My use case is to index 2 files: metadata file and a binary PDF file to a unique solr id. Metadata file has content in form of XML file and some schema fields are mapped to
Given a file record1234.pdf
and metadata like:
<metadata>
<field1>value1</field1>
<field2>value2</field2>
<field3>value3</field3>
</metadata>
Do the programmatic equivalent of
curl "http://localhost:8983/solr/update/extract?
literal.id=record1234.pdf
&literal.field1=value1
&literal.field2=value2
&literal.field3=value3
&captureAttr=true&defaultField=text&capture=div&fmap.div=foo_txt&boost.foo_txt=3&" -F "tutorial=@tutorial.pdf"

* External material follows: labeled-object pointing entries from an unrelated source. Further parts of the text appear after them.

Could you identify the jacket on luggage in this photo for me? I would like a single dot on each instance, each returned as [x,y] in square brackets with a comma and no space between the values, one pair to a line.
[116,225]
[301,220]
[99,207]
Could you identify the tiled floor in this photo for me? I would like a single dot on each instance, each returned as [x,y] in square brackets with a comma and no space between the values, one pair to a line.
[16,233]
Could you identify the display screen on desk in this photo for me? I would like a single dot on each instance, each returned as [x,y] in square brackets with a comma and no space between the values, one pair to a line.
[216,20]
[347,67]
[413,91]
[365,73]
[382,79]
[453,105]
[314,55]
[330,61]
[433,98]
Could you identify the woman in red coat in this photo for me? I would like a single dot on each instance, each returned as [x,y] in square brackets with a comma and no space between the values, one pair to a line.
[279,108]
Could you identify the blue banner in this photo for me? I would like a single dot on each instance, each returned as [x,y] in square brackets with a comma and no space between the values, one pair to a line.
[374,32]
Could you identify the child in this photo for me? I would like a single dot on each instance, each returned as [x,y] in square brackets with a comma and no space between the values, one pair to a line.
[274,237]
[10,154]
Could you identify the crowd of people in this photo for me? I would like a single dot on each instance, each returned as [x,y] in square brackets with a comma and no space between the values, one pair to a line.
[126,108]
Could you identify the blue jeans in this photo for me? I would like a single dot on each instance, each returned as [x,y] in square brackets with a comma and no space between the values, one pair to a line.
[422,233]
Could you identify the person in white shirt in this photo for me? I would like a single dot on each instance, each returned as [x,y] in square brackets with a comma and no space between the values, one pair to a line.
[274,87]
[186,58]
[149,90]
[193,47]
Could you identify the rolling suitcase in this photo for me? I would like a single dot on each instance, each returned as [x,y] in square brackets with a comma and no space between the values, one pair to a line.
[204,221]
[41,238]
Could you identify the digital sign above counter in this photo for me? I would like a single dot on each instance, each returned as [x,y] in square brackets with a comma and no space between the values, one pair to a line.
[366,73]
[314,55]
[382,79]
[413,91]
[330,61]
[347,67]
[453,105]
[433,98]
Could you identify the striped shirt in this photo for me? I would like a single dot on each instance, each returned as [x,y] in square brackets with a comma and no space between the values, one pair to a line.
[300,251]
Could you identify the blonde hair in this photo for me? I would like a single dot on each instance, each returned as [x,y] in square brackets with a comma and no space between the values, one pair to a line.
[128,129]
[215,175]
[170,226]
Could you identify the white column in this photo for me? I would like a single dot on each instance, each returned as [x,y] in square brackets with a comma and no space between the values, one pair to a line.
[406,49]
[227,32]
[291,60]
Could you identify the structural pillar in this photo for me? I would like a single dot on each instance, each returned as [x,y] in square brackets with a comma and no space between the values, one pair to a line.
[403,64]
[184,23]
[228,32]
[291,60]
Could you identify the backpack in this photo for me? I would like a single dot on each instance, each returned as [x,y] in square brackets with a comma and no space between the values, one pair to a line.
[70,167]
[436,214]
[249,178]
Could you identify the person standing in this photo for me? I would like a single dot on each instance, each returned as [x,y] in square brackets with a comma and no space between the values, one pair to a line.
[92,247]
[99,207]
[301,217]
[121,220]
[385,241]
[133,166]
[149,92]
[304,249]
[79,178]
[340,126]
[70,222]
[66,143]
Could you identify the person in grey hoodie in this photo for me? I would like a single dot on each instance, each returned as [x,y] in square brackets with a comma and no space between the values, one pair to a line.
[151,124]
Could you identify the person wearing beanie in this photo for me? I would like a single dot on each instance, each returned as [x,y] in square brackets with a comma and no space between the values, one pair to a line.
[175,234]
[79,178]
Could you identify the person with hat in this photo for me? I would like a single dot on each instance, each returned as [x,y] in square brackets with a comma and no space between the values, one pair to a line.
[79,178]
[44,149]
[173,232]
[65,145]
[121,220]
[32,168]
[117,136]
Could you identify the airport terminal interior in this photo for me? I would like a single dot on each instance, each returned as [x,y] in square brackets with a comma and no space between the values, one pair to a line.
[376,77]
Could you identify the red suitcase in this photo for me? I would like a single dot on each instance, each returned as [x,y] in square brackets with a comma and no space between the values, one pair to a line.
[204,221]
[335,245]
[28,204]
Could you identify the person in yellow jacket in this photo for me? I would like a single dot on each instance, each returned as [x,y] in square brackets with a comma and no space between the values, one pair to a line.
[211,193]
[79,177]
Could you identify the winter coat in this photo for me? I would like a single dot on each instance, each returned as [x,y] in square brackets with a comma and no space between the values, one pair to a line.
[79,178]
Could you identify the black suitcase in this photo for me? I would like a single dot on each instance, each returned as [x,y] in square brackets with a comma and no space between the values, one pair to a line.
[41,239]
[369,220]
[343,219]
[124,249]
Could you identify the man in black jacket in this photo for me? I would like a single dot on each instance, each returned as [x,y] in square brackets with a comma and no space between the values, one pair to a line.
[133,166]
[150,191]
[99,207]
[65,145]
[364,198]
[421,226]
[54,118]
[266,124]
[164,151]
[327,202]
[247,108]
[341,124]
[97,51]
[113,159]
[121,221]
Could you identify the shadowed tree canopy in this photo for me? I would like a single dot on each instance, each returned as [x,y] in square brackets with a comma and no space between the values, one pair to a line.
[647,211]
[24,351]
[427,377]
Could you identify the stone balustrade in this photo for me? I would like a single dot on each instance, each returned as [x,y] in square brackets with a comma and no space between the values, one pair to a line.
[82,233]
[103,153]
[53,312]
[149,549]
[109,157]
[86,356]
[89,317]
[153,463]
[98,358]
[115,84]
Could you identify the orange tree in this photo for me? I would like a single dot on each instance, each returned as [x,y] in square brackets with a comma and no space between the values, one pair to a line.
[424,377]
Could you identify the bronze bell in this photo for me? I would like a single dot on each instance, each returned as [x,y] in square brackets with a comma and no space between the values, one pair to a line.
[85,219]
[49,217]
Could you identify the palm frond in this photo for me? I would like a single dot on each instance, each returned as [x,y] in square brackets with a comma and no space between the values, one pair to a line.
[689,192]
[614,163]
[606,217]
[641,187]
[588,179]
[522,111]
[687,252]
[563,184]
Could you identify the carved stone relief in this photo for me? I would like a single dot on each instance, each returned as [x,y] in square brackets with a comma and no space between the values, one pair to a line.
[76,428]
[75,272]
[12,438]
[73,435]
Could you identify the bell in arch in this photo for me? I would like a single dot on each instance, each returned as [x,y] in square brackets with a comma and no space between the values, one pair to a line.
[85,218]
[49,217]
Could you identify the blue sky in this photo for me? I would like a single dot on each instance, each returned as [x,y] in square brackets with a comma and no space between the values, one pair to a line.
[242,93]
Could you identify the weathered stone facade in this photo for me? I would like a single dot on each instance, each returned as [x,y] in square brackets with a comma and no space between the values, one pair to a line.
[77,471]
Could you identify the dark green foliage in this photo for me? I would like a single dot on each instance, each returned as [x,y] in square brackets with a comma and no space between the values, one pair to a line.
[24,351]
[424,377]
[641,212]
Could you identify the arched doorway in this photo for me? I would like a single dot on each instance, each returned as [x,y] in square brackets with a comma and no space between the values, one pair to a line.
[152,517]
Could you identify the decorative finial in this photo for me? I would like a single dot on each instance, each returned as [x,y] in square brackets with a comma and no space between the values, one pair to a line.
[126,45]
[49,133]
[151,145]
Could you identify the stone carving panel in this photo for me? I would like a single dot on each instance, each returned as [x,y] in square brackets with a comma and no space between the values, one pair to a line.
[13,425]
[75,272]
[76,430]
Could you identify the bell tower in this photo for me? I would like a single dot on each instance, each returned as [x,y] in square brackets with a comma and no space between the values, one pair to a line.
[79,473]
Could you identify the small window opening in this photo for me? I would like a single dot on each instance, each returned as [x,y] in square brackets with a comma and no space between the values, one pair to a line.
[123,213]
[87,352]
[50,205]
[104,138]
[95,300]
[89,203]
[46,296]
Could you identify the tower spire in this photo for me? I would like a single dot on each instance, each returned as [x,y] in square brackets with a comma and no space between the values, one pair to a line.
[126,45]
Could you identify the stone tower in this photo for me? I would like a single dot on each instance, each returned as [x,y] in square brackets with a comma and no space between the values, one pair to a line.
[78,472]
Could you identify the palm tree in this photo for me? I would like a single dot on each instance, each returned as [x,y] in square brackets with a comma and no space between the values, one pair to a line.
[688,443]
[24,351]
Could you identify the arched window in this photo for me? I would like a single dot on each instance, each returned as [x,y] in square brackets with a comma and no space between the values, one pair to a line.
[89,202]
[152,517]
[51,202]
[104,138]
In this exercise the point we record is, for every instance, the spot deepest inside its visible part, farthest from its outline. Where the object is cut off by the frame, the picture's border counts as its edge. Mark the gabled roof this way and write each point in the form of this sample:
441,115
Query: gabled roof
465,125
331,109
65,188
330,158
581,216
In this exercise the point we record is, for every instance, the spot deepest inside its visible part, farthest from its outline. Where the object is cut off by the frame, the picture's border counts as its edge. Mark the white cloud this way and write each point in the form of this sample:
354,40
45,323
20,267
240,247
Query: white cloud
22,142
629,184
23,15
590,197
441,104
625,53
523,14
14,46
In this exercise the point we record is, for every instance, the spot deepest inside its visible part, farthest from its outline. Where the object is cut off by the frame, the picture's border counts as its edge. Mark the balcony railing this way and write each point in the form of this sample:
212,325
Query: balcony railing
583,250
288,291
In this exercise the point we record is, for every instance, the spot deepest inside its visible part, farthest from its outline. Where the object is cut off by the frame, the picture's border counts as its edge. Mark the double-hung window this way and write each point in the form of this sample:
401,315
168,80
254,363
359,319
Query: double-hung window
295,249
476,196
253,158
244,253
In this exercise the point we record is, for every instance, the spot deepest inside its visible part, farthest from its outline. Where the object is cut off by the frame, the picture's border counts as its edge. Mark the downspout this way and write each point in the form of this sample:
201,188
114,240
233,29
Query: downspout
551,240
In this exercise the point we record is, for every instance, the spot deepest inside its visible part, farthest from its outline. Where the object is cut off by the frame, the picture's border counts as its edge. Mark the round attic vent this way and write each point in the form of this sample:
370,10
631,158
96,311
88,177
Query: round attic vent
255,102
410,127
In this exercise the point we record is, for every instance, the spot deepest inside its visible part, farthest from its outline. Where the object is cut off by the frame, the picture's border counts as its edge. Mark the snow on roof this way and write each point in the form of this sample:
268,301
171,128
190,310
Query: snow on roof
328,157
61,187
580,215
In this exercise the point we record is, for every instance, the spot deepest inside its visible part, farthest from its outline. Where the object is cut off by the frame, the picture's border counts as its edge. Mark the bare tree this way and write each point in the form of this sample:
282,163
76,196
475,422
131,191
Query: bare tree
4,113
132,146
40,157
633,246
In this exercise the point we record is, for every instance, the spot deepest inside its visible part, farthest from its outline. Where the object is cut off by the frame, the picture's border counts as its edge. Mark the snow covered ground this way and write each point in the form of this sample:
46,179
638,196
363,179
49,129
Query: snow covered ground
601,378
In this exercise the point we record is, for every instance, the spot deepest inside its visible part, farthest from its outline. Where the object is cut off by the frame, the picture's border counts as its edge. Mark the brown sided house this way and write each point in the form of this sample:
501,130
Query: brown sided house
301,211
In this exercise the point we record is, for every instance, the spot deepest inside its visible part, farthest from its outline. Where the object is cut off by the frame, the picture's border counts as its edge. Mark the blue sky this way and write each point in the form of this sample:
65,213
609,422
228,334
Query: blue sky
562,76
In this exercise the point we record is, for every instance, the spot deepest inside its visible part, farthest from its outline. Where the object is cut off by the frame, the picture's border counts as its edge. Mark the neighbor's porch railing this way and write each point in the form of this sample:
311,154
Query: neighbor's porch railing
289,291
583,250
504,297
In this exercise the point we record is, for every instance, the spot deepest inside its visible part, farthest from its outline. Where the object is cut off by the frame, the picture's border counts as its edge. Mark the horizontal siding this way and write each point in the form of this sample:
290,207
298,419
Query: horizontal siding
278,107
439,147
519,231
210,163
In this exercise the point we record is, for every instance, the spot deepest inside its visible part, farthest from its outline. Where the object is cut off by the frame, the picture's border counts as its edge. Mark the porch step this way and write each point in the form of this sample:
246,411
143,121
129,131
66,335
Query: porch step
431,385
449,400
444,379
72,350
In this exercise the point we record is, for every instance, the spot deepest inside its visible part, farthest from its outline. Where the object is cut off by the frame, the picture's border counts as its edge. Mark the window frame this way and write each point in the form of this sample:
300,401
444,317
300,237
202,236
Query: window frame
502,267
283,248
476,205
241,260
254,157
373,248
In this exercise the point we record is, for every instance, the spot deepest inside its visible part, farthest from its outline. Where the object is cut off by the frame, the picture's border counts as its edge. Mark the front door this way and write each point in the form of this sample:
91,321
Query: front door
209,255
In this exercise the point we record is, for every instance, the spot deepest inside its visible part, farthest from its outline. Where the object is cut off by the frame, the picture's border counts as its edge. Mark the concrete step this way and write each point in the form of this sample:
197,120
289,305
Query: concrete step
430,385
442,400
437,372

Adapted from http://wiki.apache.org/solr/ExtractingRequestHandler#Literals .
This will create a new entry in the index containing the text
output from Tika/Solr CEL as well as the fields you specify.
You should be able to perform these operations in your favorite language.
the content in metadata file is not mapped to field names
If they dont map to a predefined field, then use dynamic fields. For example you can set a *_i
to be an integer field.
I want to avoid creating 1 file(by merging PDF text + metadata file).
That looks like programmer fatigue :-) But, do you have a good reason?